La primera noche en la hospedería del monasterio fue muy particular, cenamos coliflor salteada y pescado con ensalada. ¿Te puedes creer que son dos cosas que no me gustan en absoluto? La coliflor y el pescado… De niña siempre fui muy pejiguera con la comida, expresión que se usa mucho en esta zona. ¡Pues me supo a mil maravillas! Como no podía ser de otra forma, me comí agradecida todo lo que me pusieron en el plato. ¿Sabías que mientras comen, una hermana lee para todas las demás? Parecía el “Testamento de Santa Clara”, pero no me hagáis mucho caso…
Tras ayudar a recoger platos, vasos y demás utensilios, las monjas fueron hasta el refectorio, para rezar completas me dijeron. – Nuestra jornada empieza y termina en alabanza a Dios. -Me susurro sor Petra.
“Cuando la luz del sol es ya Poniente, gracias, Señor, es nuestra melodía; recibe, como ofrenda, amablemente, nuestro dolor, trabajo y alegría”.
¡Qué bonito me pareció aquello! Todas estas mujeres, que abandonando todo, todo lo tienen.
Llegó la hora de ir a descansar, la lluvia no cesaba… y a mí, no me importaba. La hospedería estaba completamente vacía, bueno no del todo, en la habitación donde pasaría la noche me esperaba dormido y sin moverse mi amigo Pancho. ¡Qué buenas son estas hermanas conmigo y con mi perrito! El silencio era “ensordecedor… ¿Se puede escuchar el silencio?
Después de ducharme y ponerme cómoda, me senté en el escritorio donde había algunos libros, cogí uno sin más, lo abrí y me puse a leer. En mi interior no dejaban de repetirse las voces de las monjas diciendo: “Dios mío, ven en mi auxilio”. “Señor, date prisa en socorrerme”. Hasta que me quedé dormida con la cabeza sobre la mesa.

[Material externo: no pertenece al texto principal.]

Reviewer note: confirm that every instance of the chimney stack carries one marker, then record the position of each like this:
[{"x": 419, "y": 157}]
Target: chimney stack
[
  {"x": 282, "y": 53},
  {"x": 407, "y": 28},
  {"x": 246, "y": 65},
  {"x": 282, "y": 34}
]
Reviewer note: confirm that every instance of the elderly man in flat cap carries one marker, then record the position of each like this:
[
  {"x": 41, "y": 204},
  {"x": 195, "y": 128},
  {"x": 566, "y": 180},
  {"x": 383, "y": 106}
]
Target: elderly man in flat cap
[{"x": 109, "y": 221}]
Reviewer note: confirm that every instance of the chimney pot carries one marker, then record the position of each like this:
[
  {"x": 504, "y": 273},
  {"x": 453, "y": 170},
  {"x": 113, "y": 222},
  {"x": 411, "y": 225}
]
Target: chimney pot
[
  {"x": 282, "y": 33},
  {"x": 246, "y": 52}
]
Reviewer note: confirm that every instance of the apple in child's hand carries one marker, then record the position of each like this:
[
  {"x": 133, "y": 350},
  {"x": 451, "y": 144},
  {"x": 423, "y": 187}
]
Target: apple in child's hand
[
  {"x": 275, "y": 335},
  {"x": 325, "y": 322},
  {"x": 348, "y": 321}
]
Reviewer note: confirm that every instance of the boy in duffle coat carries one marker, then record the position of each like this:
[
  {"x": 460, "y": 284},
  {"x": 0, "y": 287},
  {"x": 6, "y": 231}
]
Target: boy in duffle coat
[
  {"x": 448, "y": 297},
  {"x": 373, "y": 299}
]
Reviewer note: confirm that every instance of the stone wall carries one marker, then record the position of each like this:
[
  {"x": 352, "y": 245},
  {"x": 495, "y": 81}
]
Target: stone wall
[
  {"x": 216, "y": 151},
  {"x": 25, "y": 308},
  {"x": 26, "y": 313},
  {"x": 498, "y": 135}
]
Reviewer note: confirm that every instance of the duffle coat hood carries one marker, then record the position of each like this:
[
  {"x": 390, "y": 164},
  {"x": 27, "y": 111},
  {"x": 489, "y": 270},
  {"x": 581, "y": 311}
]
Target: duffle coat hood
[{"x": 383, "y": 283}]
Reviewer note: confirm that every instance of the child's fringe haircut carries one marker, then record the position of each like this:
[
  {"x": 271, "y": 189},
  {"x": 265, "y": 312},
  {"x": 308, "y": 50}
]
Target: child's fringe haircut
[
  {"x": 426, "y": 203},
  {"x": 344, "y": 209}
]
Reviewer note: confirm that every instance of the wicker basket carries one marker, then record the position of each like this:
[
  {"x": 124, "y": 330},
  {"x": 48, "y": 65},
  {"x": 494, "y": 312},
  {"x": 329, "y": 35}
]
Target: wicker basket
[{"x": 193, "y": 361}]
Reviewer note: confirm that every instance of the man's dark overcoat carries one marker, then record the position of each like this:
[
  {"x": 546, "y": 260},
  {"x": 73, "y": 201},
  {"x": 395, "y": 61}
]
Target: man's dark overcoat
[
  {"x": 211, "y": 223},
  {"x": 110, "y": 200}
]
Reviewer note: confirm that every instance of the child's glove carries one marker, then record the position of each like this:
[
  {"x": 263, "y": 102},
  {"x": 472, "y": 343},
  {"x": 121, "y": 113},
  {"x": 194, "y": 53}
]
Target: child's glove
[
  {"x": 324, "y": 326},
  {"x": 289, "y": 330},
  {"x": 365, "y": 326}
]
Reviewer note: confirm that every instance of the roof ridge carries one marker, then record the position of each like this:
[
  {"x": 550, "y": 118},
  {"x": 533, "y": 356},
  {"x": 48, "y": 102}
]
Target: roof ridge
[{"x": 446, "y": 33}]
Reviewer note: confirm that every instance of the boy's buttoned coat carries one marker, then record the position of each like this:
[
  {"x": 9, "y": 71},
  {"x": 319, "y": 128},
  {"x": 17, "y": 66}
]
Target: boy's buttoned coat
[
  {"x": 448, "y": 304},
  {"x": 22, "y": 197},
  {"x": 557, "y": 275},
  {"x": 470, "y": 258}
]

Un grandísimo trueno me despertó sobresaltada, y ahí seguía yo en el escritorio del cual me levante medio dormida hasta la ventana. Mirando hacia el exterior, iluminado solo por las luces de los relámpagos que lejos de darme miedo, me hacían ser más consciente de la grandeza de Dios, de lo pequeños que somos. Contemplando me encontraba sin saberlo, pensando en Dios como si fuera una intelectual, filosofando yo sola en mi soledad nocturna, casi desbordada por la inmensidad de Dios.
El despertador sonó muy temprano, quería vivir con la comunidad el tiempo que tuviera que estar aquí como una más. Me lavé la cara y fui hasta el coro, donde desde fuera podía escuchar los salmos y plegarias.

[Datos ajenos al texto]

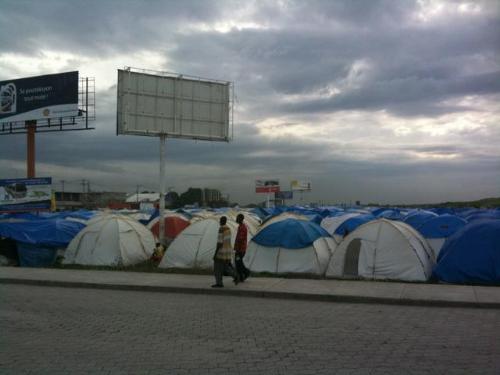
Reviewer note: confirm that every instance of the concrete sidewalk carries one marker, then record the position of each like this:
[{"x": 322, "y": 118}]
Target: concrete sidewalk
[{"x": 304, "y": 289}]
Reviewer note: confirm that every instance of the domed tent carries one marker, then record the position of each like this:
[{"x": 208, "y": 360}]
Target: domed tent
[
  {"x": 331, "y": 223},
  {"x": 342, "y": 225},
  {"x": 382, "y": 249},
  {"x": 471, "y": 255},
  {"x": 417, "y": 218},
  {"x": 390, "y": 214},
  {"x": 174, "y": 224},
  {"x": 195, "y": 246},
  {"x": 438, "y": 229},
  {"x": 290, "y": 246},
  {"x": 483, "y": 214},
  {"x": 281, "y": 217},
  {"x": 111, "y": 240}
]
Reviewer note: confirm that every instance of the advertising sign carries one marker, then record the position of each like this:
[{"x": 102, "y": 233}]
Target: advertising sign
[
  {"x": 267, "y": 186},
  {"x": 42, "y": 97},
  {"x": 173, "y": 105},
  {"x": 25, "y": 194},
  {"x": 283, "y": 195},
  {"x": 297, "y": 185}
]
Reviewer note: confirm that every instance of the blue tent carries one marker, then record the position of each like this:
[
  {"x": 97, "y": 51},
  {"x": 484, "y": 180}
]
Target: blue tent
[
  {"x": 352, "y": 223},
  {"x": 483, "y": 214},
  {"x": 45, "y": 232},
  {"x": 290, "y": 233},
  {"x": 379, "y": 210},
  {"x": 417, "y": 218},
  {"x": 392, "y": 214},
  {"x": 441, "y": 226},
  {"x": 471, "y": 255},
  {"x": 37, "y": 240}
]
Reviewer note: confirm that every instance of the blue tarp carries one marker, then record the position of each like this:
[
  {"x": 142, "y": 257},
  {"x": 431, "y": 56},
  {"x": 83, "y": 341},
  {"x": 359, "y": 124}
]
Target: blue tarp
[
  {"x": 290, "y": 233},
  {"x": 45, "y": 232},
  {"x": 35, "y": 255},
  {"x": 442, "y": 226},
  {"x": 485, "y": 214},
  {"x": 417, "y": 218},
  {"x": 471, "y": 255},
  {"x": 352, "y": 223},
  {"x": 390, "y": 214}
]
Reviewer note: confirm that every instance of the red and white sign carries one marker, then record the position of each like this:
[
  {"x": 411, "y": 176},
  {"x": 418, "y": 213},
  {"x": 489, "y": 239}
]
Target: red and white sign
[{"x": 267, "y": 186}]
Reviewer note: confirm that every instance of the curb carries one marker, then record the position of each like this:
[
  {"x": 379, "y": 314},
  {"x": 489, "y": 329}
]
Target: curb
[{"x": 256, "y": 294}]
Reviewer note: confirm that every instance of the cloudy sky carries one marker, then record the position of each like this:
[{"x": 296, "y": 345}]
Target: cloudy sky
[{"x": 378, "y": 101}]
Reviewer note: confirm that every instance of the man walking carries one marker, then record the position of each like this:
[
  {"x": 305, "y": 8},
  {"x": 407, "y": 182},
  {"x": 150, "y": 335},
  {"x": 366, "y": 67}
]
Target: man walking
[
  {"x": 240, "y": 248},
  {"x": 223, "y": 253}
]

“En la tradición monástica, los Laudes casi siempre se celebran al despuntar el alba, cuando los primeros rayos del sol se entremezclan en la amalgama de colores de los vitrales de la Iglesia. Es entonces cuando todo el mundo, todos los hombres y mujeres se nos presentan como hermanos y… acogemos sus jornadas como nuestra, compartimos su dolor, somos parte de su mundo en Dios que es nuestro centro.” -Me dijo más tarde la Madre Abadesa, mientras achicábamos agua de la entrada.

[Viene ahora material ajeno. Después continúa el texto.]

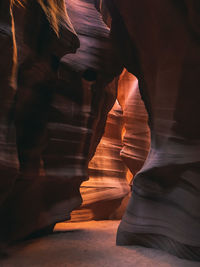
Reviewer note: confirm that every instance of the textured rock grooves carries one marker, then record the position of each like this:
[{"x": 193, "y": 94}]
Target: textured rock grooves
[
  {"x": 61, "y": 72},
  {"x": 164, "y": 209},
  {"x": 59, "y": 111}
]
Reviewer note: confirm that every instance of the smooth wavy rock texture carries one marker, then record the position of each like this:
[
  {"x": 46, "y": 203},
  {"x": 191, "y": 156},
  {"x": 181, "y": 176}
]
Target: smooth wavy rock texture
[{"x": 163, "y": 52}]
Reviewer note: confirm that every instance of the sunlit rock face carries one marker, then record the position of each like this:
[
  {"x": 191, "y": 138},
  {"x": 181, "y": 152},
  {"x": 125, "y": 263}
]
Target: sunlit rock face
[
  {"x": 163, "y": 52},
  {"x": 107, "y": 185},
  {"x": 125, "y": 144},
  {"x": 136, "y": 136},
  {"x": 60, "y": 110}
]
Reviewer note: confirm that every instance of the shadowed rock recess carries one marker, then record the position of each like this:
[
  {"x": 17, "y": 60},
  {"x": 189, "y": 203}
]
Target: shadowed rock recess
[{"x": 96, "y": 95}]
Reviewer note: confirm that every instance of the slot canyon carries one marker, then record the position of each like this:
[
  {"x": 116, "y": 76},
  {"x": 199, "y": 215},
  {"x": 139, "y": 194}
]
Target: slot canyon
[{"x": 99, "y": 133}]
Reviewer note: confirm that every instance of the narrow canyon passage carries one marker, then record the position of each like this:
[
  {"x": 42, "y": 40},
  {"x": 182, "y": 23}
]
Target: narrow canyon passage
[{"x": 100, "y": 129}]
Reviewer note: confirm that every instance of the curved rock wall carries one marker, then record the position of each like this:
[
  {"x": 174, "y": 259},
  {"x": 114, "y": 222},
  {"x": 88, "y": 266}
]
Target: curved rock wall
[{"x": 163, "y": 52}]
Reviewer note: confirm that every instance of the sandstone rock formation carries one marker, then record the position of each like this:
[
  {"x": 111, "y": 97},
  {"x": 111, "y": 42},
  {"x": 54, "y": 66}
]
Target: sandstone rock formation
[
  {"x": 161, "y": 48},
  {"x": 59, "y": 110}
]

Durante los tres días que finalmente tuve que quedarme viviendo en la hospedería de las hermanas, mi cabeza se hacía preguntas, y muchas eran las experiencias que sintió mi corazón. Una primera noche en el monasterio que dio mucho para pensar… pensar en esta elección de vida…en ellas… en medio de una vida de oración, de silencio, de recogimiento, de trabajo… estas mujeres libres, van adentrándose en el corazón de Dios y gracias a esa intimidad con Él, van haciendo de este mundo un mundo más humano y más de Dios. ¡Qué claro lo veía todo! ¡Ahora comprendo por completo por que tomaron esta decisión tan importante en sus vidas!